3 kcal/mol is thus a
fraction of the typical energy of a bond. It takes just a little jiggling
around to overcome this energy barrier; if you ask a chemist to predict or
optimize a reaction within this range she will be extremely uncomfortable. One of the reasons drug designers have such a hard time designing drugs that will bind tightly to proteins is precisely because it's so hard to predict and control the interactions of their drugs with those proteins down to such a small number. The
exponential, highly sensitive dependence of Ke on ∆G0 means that changing ∆G from close to zero to 3 kcal/mol
will translate to changing Ke from 1:99.98 in favor of products to 99.98:1 in favor of
reactants (remember that Ke is a ratio). It's not even chemistry, actually, it's a
simple mathematical truth. Thus, a tiny change in ∆G0 can all but completely shift a chemical reaction from
favoring products to favoring reactants.
Naturally this will be very bad if the
goal of a reaction is to create products that are funneled into the next
chemical reaction.
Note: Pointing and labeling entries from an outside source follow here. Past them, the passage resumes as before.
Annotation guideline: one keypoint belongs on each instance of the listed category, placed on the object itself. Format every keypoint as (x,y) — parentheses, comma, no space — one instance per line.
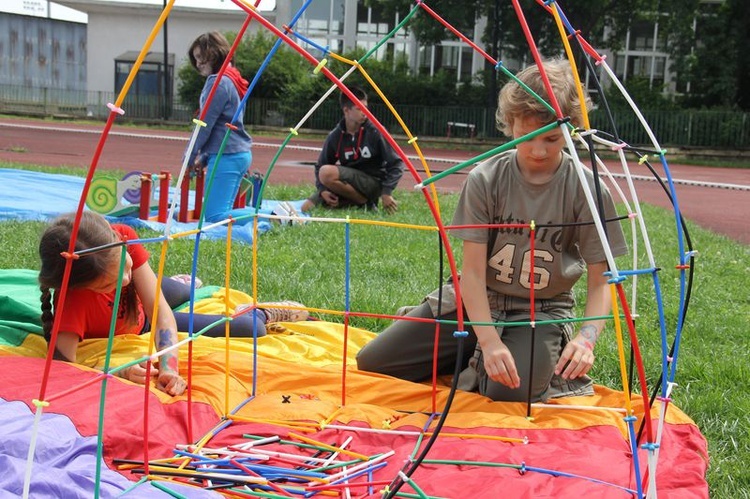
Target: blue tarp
(29,195)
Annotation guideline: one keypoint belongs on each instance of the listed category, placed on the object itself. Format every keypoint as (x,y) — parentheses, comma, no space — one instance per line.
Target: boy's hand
(499,364)
(171,383)
(578,354)
(136,373)
(330,198)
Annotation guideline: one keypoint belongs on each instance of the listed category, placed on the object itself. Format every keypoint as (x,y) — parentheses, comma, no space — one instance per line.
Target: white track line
(695,183)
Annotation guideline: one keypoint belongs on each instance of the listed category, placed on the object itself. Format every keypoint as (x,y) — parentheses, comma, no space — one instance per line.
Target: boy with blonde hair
(537,181)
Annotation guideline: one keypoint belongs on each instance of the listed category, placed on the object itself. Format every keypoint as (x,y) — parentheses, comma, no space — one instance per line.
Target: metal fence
(688,128)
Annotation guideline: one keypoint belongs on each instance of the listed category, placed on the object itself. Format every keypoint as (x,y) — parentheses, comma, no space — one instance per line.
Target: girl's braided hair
(94,231)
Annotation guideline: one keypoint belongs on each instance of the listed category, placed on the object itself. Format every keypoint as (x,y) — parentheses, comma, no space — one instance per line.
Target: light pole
(167,90)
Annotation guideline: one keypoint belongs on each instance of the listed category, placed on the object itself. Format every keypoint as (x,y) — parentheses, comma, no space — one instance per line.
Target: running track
(714,198)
Little changes in the free energy can therefore radically
alter the flux of matter and energy in life’s workings. But this does not
happen. Evolution has fine-tuned life so well that it has remained a game
played within a 3 kcal/mol energy window for more than 2.5 billion years. It's
so easy for this game to quickly spiral out of hand, but it doesn’t. It doesn’t
happen for the trillions of chemical transactions which trillions of cells
execute everyday in every single organism on this planet.
And it doesn’t
happen for a reason; because cells would have a very hard time modulating their
key chemical reactions if the free energies involved in those reactions had
been too large. Just like we manage to maintain our body temperature between an
alarmingly narrow window of comfort, so we also manage to maintain the
sprinkling of energy in our essential cellular processes to within 3 kcal/mol. Life
would be quickly put into a death trap if every time it had to react, fight,
move or procreate it had to suddenly change free energies for each of its
processes by tens of kilocalories per mole.
There
are lots of bonds broken and formed in biochemical events, of course, and as we
saw before, these bond energies can easily amount to dozens
of kcals/mol. But the tendency of the reactants or products containing those
bonds to accumulate is governed by these tiny changes in free energy which
nudge a reaction one way or another. In one sense then, life is optimizing
small changes (in free energy of reactions) between two large numbers (bond
energies). This is always a balancing act on the edge of a cliff, and life has
managed to be successful in it for billions of years.
Thus we all hum
along smoothly, beneficiaries of a 3 kcal/mol energy window, going about our
lives even as we are held hostage to the quirks of thermodynamic optimization,
walking along an exponential energy precipice. And all because
Ke = e-∆G0/RT
This is a revised version of an older post.